Supercharge AI PC Inferencing with Google Gemma and OpenVINO™

Published in

OpenVINO-toolkit

5 min readMar 19, 2024

Author: Zhuo Wu, Intel AI Software Evangelist

Large language models (LLMs) are rapidly growing more powerful and efficient. This results in increasingly sophisticated understanding and generation of human-like text across a wide range of applications. For example, LLMs are crucial for chatbot applications to perform natural language understanding, contextual awareness, and conversational depth.

Google’s Gemma, a new family of lightweight, state-of-the-art open-source models, is at the forefront of this LLM innovation with its ability to perform text generation tasks, such as question answering, summarization, and reasoning.

Named after the Latin word “gemma”, which means “precious stone,” these models are text-to-text, decoder-only LLMs, currently available in English. They are built with the same research and technology used in Google’s generative AI Gemini models, and come with open weights, pre-trained variants, and instruction-tuned variants.

The Gemma model family, including the Gemma-2B and Gemma-7B sized models, represents a tiered approach to deep learning model scalability and performance.

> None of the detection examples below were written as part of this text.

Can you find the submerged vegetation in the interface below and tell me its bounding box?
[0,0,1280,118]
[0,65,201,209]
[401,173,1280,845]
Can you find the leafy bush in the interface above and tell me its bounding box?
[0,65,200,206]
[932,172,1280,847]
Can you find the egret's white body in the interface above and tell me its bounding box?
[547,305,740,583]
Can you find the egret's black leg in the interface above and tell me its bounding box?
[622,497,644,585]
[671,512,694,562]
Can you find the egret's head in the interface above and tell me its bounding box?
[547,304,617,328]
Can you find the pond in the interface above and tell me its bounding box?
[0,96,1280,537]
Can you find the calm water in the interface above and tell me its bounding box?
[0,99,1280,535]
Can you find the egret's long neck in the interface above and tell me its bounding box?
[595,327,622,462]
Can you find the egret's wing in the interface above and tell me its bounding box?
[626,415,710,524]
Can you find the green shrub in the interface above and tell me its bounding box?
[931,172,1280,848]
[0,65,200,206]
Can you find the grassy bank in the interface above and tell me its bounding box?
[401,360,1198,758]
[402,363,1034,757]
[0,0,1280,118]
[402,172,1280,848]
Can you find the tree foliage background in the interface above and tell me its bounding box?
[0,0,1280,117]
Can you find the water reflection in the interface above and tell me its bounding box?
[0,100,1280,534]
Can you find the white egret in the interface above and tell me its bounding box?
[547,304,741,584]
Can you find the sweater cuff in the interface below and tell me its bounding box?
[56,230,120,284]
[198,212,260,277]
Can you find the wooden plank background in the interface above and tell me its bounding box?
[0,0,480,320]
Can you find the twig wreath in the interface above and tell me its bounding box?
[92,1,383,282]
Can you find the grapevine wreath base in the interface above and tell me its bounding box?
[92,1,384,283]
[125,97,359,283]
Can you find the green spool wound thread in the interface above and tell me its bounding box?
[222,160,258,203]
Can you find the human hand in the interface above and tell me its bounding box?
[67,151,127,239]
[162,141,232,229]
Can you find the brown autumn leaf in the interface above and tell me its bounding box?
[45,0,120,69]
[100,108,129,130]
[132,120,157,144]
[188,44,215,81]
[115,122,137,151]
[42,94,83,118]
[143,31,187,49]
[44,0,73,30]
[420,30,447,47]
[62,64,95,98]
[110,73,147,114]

But the pursuit of even faster and more intelligent inference goes beyond just developing advanced models. It extends into the realm of optimization and deployment technologies, where OpenVINO™ toolkit emerges as a powerful tool. This blog post explores how to optimize Google’s Gemma models for a chatbot solution and accelerate inference with OpenVINO™ on AI PCs, which are computer systems designed specifically for AI experiences. This combination transforms them into high-performance engines capable of faster and smarter inference.

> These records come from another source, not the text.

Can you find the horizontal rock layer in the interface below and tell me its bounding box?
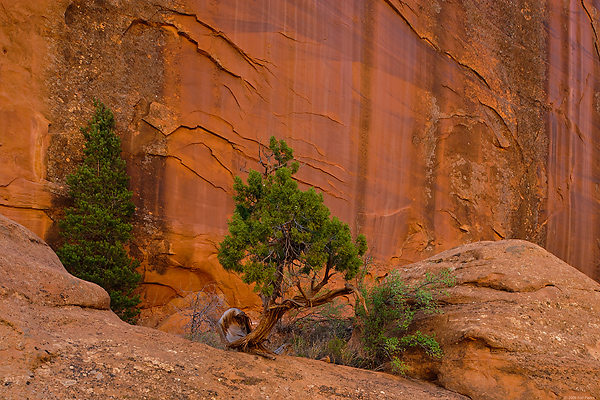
[0,0,600,318]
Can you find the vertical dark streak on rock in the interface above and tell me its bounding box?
[355,0,375,233]
[581,0,600,60]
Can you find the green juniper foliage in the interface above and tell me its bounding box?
[57,101,141,322]
[219,137,366,307]
[218,137,367,351]
[357,270,455,373]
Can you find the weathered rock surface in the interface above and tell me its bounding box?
[0,217,465,400]
[394,240,600,400]
[0,0,600,324]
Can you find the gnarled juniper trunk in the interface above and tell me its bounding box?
[228,283,362,354]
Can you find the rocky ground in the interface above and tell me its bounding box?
[0,212,600,400]
[401,240,600,400]
[0,216,465,400]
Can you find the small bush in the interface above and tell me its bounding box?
[356,270,454,373]
[177,284,228,349]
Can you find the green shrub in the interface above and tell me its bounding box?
[356,270,454,373]
[56,102,141,322]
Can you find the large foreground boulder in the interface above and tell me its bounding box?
[0,217,465,400]
[394,240,600,400]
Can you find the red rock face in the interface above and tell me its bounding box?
[0,0,600,318]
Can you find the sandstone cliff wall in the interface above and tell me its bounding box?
[0,0,600,318]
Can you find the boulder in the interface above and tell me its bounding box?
[0,216,465,400]
[0,214,110,310]
[394,240,600,400]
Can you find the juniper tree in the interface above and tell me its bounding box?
[218,137,367,351]
[57,101,141,321]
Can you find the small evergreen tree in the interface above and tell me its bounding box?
[218,137,367,351]
[57,101,141,322]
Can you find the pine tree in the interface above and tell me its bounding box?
[57,101,141,322]
[218,137,367,351]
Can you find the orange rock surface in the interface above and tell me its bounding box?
[0,215,466,400]
[400,240,600,400]
[0,0,600,324]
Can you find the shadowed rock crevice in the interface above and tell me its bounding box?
[0,216,465,400]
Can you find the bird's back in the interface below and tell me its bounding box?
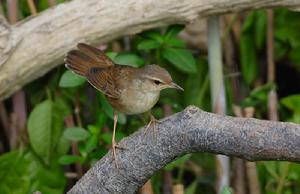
[65,44,159,114]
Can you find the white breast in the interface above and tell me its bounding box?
[121,91,160,114]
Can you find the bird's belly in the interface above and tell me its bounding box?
[116,91,159,114]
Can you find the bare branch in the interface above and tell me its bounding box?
[68,106,300,194]
[0,0,300,100]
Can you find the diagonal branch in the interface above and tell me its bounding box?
[0,0,300,100]
[68,106,300,194]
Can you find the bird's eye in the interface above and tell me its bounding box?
[154,80,161,85]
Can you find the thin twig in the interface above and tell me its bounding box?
[27,0,37,16]
[207,16,230,193]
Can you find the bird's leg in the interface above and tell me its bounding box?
[111,111,119,168]
[144,113,160,138]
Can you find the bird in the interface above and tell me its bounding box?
[64,43,184,167]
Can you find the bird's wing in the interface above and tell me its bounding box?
[86,67,120,98]
[65,43,119,98]
[77,43,114,68]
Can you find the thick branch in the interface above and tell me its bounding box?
[68,106,300,194]
[0,0,300,99]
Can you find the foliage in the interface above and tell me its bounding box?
[0,0,300,194]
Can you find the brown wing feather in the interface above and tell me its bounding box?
[77,43,114,67]
[65,43,119,98]
[86,68,120,98]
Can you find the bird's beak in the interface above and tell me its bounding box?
[170,82,184,91]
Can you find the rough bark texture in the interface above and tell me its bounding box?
[0,0,300,100]
[68,106,300,194]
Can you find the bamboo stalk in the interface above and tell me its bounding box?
[207,16,230,193]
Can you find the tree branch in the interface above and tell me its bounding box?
[68,106,300,194]
[0,0,300,100]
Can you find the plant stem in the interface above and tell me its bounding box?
[207,16,230,193]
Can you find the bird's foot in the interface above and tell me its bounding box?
[144,114,161,138]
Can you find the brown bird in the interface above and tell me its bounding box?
[65,43,183,167]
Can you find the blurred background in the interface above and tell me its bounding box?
[0,0,300,194]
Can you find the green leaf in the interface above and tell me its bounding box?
[84,136,99,152]
[63,127,90,141]
[184,181,197,194]
[58,155,83,165]
[137,39,160,51]
[0,151,30,194]
[24,151,66,194]
[221,186,232,194]
[250,84,276,101]
[114,53,145,67]
[56,135,70,156]
[105,52,118,60]
[254,10,267,49]
[163,48,197,73]
[27,100,52,164]
[164,24,184,41]
[280,94,300,113]
[59,70,86,88]
[166,38,186,48]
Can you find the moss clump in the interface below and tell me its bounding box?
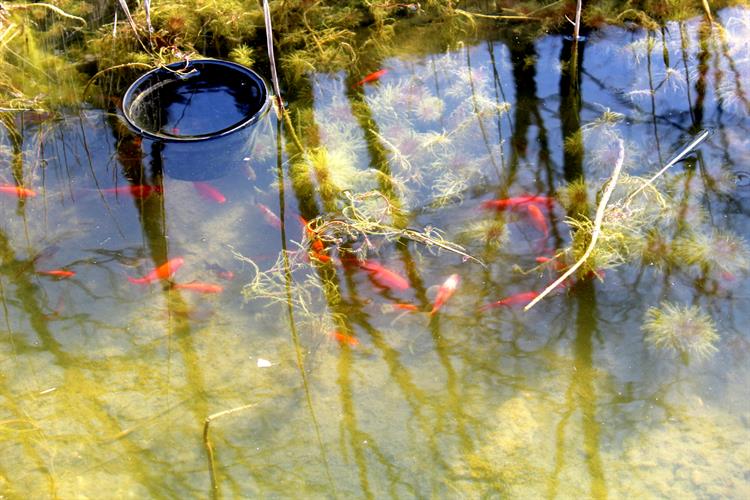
[642,302,719,359]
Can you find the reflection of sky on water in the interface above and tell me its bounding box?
[0,5,750,497]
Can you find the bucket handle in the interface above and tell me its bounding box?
[263,0,284,116]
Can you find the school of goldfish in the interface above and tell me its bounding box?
[0,164,576,347]
[0,75,580,347]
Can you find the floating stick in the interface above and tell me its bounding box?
[523,139,625,311]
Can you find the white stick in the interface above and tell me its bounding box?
[625,129,712,205]
[523,139,625,311]
[263,0,284,116]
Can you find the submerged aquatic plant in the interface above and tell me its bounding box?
[642,302,719,358]
[674,229,750,276]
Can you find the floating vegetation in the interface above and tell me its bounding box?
[309,191,482,264]
[642,302,719,358]
[673,229,750,279]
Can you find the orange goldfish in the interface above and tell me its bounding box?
[534,255,566,271]
[526,203,549,238]
[101,184,164,198]
[354,69,388,87]
[391,302,419,312]
[358,260,409,290]
[172,281,224,293]
[481,194,554,212]
[297,215,330,254]
[0,184,36,198]
[430,274,461,316]
[36,269,76,279]
[479,291,539,311]
[193,181,227,203]
[329,330,359,347]
[128,257,185,285]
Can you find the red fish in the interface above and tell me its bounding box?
[535,256,566,271]
[430,274,461,316]
[358,260,409,290]
[481,194,554,212]
[479,291,539,311]
[128,257,185,285]
[526,203,549,238]
[354,69,388,87]
[0,184,36,198]
[255,203,281,229]
[391,302,419,312]
[193,181,227,203]
[101,184,164,198]
[36,269,76,279]
[172,281,224,293]
[329,330,359,347]
[297,215,330,254]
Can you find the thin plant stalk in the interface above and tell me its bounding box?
[523,138,625,311]
[203,403,255,499]
[624,129,713,205]
[573,0,583,44]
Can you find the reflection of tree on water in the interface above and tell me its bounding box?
[547,36,607,498]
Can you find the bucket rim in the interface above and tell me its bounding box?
[122,58,271,143]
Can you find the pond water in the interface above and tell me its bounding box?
[0,4,750,498]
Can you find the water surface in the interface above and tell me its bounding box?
[0,5,750,498]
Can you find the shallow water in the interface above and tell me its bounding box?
[0,4,750,498]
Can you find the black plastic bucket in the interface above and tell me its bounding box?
[122,59,271,181]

For this post, we will focus on optimizing and accelerating the inference of the Gemma-7B-it model, an instruction-tuned version of 7B parameters model, on an AI PC.

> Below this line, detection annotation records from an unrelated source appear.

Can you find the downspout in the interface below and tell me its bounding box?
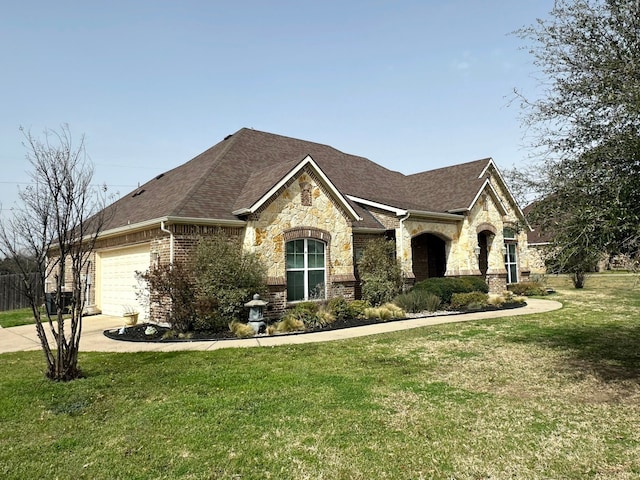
[160,220,174,265]
[400,210,411,282]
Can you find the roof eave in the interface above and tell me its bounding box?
[99,216,247,238]
[239,155,362,221]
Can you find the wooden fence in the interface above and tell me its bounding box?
[0,273,40,312]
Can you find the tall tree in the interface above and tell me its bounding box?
[0,125,106,381]
[512,0,640,286]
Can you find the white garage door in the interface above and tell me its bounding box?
[96,245,151,320]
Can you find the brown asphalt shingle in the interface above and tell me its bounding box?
[100,128,490,230]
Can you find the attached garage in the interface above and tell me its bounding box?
[96,244,151,320]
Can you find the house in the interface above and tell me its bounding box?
[81,128,529,315]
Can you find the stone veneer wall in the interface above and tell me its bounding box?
[396,172,530,293]
[244,169,356,316]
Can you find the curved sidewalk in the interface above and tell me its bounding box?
[0,298,562,353]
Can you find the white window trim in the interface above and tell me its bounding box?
[285,238,327,303]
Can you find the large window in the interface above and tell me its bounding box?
[287,238,326,302]
[503,228,518,283]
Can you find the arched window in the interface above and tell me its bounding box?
[502,227,518,283]
[287,238,326,302]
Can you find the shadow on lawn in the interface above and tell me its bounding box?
[509,323,640,382]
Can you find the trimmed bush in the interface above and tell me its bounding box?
[451,292,489,310]
[460,277,489,293]
[327,297,351,320]
[365,303,406,322]
[412,277,489,304]
[193,231,266,330]
[358,238,402,305]
[229,320,256,338]
[348,300,371,318]
[268,315,305,333]
[393,290,441,313]
[507,282,547,297]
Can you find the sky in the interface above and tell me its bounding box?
[0,0,553,214]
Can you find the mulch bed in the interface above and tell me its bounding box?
[103,303,526,343]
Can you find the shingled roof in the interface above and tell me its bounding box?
[106,128,498,230]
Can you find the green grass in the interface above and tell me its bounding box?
[0,308,35,328]
[0,275,640,480]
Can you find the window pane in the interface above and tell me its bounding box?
[509,263,518,283]
[308,240,324,268]
[287,272,304,302]
[287,240,304,268]
[309,270,325,298]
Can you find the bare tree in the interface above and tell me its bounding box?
[511,0,640,286]
[0,125,106,381]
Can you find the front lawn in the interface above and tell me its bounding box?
[0,275,640,480]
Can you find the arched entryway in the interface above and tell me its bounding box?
[477,230,493,277]
[411,233,447,282]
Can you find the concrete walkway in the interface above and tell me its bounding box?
[0,299,562,353]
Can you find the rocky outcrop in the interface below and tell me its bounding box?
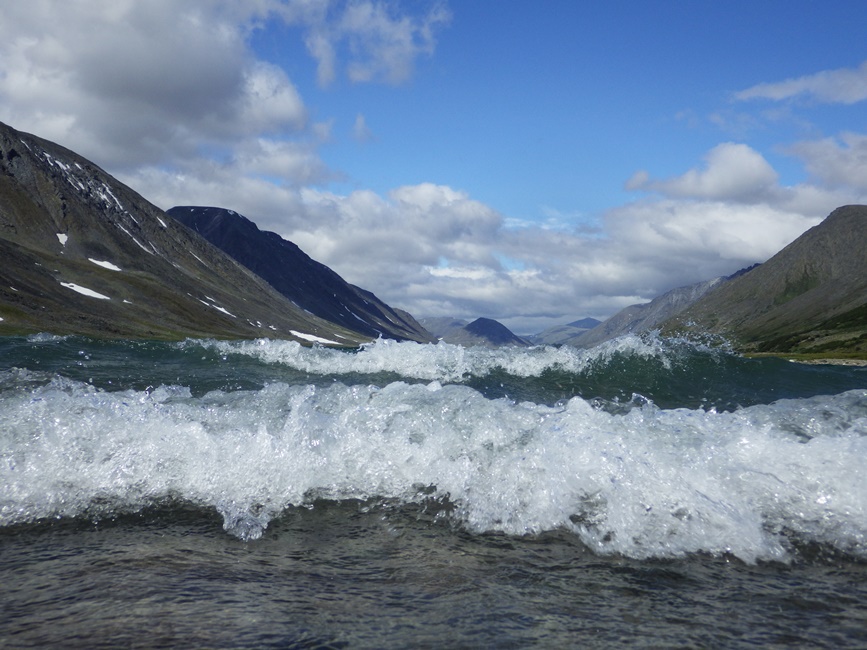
[0,124,370,346]
[666,205,867,352]
[167,206,434,342]
[566,278,727,347]
[419,317,530,348]
[527,318,602,345]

Streamlining Performance: Optimization and Inference Acceleration with OpenVINO™

The process of optimizing, accelerating, and deploying the Gemma-7B-it model includes the following specific steps, using the LLM-powered chatbot notebook in our commonly used OpenVINO Notebooks repository.

1. Start with the prerequisites installation:

How to set up the environment for running OpenVINO™ notebooks can be found in our installation guide. To run the specific notebook for LLMs may require some prerequisite packages to be installed first.

2. Select a model for inference:

Since we provide a bunch of LLMs supported by OpenVINO in our Jupyter notebook demo, you can select “Gemma-7B-it” from the dropdown box to run the rest of the optimization and inference acceleration steps for this model. The list includes additional models, such as Gemma-2B-it, that you can easily switch to if you need.

3. Instantiate the model using Optimum Intel:

Optimum Intel is the interface between the Hugging Face Transformers and Diffusers libraries and OpenVINO to accelerate end-to-end pipelines on Intel architectures. We use Optimum Intel to load optimized models from the Hugging Face Hub and create pipelines to run inference with OpenVINO Runtime using Hugging Face APIs. In this case, it means we need to replace only the AutoModelForCausalLM class with the corresponding OVModelForCausalLM class.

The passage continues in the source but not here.